The researchers identified a dual loss: local newspapers historically served both as watchdogs holding companies accountable and as platforms giving public visibility to genuine good citizenship. When both functions disappeared simultaneously, companies responded differently depending on whether other platforms—financial analysts, rating agencies, national outlets— stepped in to fill the gap.
"When nonlocal intermediaries remain strong, firms face continued scrutiny and retain channels to broadcast positive initiatives," the researchers found. When those platforms are absent, oversight weakens and incentives for CSR diminish.
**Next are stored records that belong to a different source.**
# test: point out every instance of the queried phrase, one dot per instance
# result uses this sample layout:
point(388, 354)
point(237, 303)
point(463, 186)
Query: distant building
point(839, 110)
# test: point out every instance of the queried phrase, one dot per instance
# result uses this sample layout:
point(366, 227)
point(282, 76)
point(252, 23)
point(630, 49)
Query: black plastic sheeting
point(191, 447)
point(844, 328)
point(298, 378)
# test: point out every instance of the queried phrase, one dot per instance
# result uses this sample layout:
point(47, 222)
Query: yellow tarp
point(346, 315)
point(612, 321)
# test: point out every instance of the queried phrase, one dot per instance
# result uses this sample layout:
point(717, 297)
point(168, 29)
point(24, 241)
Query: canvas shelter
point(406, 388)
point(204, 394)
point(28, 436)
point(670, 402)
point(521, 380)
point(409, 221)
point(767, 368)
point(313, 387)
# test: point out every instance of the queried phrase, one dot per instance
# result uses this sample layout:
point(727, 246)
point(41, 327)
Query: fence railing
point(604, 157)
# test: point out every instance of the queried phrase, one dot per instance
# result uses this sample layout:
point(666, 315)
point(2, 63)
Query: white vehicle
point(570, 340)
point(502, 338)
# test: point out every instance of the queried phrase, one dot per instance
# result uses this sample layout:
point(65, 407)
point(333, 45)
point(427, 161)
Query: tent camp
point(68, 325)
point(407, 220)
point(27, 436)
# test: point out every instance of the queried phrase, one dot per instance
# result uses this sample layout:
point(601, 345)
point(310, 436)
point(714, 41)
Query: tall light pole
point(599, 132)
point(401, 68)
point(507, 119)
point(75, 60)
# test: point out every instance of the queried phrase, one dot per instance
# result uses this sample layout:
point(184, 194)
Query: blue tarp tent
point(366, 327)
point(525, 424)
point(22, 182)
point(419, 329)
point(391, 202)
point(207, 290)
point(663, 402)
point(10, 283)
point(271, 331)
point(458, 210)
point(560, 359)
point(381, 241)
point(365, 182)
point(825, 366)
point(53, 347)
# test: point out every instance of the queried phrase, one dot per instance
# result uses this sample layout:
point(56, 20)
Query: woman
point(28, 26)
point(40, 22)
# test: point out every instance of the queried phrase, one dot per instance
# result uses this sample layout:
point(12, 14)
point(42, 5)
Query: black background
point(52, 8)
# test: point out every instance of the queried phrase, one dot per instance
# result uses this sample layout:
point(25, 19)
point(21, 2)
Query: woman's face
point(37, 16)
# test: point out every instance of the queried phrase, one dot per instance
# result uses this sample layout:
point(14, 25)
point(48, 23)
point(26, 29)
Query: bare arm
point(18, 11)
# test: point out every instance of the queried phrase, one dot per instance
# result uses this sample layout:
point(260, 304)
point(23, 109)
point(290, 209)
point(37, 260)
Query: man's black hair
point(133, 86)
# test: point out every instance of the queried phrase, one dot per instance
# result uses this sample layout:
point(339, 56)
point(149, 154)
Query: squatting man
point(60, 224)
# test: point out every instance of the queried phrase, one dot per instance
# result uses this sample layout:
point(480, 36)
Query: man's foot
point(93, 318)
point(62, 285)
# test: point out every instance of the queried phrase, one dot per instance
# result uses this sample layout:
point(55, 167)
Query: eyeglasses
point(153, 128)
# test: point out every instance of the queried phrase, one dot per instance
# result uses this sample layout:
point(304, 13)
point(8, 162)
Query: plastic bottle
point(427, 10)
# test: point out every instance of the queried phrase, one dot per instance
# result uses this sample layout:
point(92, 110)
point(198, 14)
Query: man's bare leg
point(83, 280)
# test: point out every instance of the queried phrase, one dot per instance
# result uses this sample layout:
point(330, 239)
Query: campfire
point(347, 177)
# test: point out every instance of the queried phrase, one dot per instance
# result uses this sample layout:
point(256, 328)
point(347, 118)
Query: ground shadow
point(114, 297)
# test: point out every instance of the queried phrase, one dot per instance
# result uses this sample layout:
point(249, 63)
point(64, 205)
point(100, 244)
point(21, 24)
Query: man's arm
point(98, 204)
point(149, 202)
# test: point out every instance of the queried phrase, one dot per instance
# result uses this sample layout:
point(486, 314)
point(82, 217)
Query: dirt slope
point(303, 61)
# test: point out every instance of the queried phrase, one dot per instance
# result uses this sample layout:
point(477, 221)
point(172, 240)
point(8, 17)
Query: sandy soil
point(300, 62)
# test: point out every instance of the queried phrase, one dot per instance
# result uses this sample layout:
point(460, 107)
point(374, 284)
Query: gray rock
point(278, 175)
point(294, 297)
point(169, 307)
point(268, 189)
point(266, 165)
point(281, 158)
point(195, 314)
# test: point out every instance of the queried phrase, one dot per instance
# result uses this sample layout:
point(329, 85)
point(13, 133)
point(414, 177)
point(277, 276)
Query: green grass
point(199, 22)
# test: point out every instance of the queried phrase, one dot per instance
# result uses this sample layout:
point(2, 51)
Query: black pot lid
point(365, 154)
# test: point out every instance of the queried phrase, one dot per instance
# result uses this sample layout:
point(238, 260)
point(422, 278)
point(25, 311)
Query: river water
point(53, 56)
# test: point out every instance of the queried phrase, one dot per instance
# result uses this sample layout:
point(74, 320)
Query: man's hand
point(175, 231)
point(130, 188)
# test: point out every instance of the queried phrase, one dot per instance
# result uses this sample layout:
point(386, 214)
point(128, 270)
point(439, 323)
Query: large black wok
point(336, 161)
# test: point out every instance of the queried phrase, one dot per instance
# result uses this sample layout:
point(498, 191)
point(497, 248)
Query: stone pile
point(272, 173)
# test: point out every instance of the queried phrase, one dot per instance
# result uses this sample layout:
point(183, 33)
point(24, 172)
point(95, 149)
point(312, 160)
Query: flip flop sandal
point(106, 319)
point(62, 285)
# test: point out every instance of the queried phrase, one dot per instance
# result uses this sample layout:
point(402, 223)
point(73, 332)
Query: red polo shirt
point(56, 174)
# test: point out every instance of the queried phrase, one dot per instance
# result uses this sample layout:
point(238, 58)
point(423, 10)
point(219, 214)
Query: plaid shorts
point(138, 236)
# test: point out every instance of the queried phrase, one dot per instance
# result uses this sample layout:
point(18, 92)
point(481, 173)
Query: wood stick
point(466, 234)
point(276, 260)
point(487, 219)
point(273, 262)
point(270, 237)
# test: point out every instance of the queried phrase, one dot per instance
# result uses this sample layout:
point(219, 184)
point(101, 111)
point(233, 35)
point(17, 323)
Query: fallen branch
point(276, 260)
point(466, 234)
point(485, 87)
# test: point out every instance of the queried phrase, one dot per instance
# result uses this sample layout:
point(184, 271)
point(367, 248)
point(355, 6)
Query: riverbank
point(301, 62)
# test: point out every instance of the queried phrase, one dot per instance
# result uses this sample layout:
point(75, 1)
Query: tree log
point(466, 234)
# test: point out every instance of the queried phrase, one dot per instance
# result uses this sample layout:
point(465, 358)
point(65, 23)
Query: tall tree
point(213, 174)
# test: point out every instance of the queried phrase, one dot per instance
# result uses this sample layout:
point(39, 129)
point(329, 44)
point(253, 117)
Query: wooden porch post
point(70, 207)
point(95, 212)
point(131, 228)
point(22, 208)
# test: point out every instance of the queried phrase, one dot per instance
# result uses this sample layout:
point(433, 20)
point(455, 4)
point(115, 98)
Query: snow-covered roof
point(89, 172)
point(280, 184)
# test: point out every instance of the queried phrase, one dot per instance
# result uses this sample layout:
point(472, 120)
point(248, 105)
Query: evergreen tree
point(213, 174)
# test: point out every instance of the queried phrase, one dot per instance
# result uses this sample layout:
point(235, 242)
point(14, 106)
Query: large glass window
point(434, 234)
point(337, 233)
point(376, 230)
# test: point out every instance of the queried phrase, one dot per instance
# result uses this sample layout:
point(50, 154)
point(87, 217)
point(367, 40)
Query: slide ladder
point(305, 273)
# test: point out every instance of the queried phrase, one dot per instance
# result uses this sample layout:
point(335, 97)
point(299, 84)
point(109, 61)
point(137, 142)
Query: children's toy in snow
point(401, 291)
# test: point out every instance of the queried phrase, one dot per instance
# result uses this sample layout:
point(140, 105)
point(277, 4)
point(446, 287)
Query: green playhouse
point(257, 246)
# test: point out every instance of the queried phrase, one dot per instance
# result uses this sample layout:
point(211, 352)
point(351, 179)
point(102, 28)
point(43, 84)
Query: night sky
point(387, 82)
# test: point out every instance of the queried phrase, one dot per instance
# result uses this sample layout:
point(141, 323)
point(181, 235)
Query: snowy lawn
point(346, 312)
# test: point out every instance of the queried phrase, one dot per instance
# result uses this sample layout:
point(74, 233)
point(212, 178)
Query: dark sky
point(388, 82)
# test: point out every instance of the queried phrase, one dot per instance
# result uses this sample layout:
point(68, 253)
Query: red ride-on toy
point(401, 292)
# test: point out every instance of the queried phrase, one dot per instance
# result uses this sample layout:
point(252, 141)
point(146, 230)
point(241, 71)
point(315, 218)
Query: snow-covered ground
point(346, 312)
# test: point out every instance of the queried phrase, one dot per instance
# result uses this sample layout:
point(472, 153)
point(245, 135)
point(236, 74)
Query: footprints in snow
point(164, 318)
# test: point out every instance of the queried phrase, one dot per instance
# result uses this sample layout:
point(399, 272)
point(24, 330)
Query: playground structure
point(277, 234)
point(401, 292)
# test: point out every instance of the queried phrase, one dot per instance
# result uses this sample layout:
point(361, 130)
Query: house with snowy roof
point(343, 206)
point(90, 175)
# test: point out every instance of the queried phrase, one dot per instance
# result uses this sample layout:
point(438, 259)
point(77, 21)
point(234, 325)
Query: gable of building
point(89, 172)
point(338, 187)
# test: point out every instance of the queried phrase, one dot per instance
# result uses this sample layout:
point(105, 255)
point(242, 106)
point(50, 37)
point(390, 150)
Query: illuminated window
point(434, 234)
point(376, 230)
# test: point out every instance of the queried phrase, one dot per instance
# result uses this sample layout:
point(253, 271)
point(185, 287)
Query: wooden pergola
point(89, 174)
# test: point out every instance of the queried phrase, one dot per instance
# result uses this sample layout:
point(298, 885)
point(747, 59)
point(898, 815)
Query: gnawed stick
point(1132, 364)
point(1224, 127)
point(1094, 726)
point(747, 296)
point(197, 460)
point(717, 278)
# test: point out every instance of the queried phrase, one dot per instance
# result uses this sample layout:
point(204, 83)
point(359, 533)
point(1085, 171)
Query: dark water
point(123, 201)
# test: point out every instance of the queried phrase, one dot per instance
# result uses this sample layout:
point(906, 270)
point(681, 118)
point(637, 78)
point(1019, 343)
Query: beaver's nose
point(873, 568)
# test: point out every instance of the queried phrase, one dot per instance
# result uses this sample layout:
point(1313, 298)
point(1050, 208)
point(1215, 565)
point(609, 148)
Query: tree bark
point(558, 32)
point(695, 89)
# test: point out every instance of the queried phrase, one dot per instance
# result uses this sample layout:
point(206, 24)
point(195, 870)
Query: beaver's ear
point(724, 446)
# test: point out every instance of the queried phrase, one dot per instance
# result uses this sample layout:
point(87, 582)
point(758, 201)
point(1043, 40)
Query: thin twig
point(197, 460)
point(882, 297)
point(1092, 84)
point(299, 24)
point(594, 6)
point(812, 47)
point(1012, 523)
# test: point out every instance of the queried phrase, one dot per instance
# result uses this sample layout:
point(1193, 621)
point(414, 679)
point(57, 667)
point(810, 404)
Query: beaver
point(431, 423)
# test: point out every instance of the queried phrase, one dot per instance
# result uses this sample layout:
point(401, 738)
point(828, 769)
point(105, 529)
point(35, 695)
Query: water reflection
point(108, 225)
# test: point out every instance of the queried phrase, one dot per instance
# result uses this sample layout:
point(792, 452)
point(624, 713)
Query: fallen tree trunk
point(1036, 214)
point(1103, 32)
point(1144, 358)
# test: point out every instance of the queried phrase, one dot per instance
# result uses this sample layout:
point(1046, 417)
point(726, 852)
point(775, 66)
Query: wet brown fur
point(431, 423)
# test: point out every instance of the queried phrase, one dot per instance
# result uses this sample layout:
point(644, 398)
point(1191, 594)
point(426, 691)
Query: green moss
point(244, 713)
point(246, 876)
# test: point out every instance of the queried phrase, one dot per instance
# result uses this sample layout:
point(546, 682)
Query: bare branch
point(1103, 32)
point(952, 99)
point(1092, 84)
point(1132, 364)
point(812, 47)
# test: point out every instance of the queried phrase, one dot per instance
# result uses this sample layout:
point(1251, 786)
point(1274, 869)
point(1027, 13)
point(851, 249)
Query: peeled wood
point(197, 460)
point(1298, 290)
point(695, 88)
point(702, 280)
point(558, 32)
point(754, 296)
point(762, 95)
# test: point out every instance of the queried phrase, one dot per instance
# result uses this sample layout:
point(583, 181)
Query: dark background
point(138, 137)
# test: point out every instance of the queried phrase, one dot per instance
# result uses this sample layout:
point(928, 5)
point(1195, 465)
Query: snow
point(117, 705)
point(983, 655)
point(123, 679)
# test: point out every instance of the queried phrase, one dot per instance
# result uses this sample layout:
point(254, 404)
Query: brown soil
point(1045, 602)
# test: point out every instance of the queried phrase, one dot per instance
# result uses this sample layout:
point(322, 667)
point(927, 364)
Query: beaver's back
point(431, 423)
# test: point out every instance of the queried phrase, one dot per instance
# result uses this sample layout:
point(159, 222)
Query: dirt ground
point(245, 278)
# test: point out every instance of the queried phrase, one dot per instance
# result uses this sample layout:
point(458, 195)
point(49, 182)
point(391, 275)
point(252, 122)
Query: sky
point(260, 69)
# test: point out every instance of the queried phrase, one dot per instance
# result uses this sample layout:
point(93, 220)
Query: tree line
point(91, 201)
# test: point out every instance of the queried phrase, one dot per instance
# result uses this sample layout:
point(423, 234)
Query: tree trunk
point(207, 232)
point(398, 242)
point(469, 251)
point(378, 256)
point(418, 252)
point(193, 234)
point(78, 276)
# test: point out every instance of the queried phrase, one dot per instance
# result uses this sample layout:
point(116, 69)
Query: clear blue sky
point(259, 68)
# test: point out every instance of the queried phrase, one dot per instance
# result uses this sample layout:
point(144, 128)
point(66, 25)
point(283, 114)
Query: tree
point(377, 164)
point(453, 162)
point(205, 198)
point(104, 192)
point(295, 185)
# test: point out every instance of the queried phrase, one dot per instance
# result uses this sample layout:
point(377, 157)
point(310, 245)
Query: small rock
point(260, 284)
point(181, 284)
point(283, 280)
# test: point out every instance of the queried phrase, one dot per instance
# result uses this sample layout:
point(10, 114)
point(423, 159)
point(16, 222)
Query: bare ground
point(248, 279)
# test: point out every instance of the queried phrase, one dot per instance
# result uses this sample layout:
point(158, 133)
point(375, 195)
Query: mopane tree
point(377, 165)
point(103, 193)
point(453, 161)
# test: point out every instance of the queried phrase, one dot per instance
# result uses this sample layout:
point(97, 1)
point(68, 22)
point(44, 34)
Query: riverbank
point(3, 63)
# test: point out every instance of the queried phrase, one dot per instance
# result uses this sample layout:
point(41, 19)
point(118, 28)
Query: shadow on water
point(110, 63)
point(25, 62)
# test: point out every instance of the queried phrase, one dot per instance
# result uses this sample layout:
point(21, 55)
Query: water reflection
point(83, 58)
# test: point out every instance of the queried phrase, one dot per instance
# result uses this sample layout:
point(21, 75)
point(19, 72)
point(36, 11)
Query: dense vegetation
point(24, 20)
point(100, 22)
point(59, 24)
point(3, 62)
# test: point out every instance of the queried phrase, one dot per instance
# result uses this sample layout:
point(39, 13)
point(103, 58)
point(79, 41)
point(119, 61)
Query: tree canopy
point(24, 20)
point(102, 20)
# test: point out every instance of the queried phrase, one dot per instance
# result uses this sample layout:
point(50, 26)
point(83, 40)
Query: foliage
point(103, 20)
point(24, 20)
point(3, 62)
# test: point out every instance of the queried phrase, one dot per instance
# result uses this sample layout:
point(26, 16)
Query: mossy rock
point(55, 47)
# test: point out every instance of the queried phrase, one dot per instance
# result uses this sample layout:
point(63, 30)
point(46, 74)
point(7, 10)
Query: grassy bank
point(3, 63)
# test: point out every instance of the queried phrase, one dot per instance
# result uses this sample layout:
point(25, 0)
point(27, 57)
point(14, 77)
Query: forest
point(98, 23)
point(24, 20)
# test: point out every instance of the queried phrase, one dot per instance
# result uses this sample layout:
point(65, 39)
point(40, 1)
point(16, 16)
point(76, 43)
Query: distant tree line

Companies, in short, tend to do less and say less when no one is watching or amplifying.
Communications takeaways: The findings carry a pretty straightforward implication: firms with established communication capabilities—regular press release distribution, relationships beyond the local paper—were better positioned to sustain CSR visibility when local coverage eroded. The study also connects directly to the local news data reported earlier this year: with 77% of U.S. counties lacking local education coverage and 76% lacking local health coverage, the informational vacuum the researchers describe is already well underway.
Tim O’Brien, Consultant at O’Brien Communications, edited a CSR report for a multinational bank for three years, so when he read this story, he found it enlightening, but also a confirmation of what he’s seeing in the industry.
“The study authors mention press releases as a cornerstone tactic, but for firms to overcome challenges created by a declining newspaper sector, they need to have robust online channels and other regular means of communications to each stakeholder group,” O’Brien says.
He also believes that stakeholders including employees, investors, customers, vendors, partners and local communities each should have a dedicated means to keep them apprised of company news and its corporate citizenship efforts.
“Just because you lose one channel for communication—newspapers—doesn’t mean you should settle for less awareness among those who are important to your firm,” he says.
In addition to publishing those press releases on your website? O’Brien suggests social media, push emails and newsletters, internal and external town hall meetings, video, dedicated landing pages, podcasts and livestreams to help companies hold themselves accountable.
Nicole Schuman is Managing Editor of PRNEWS.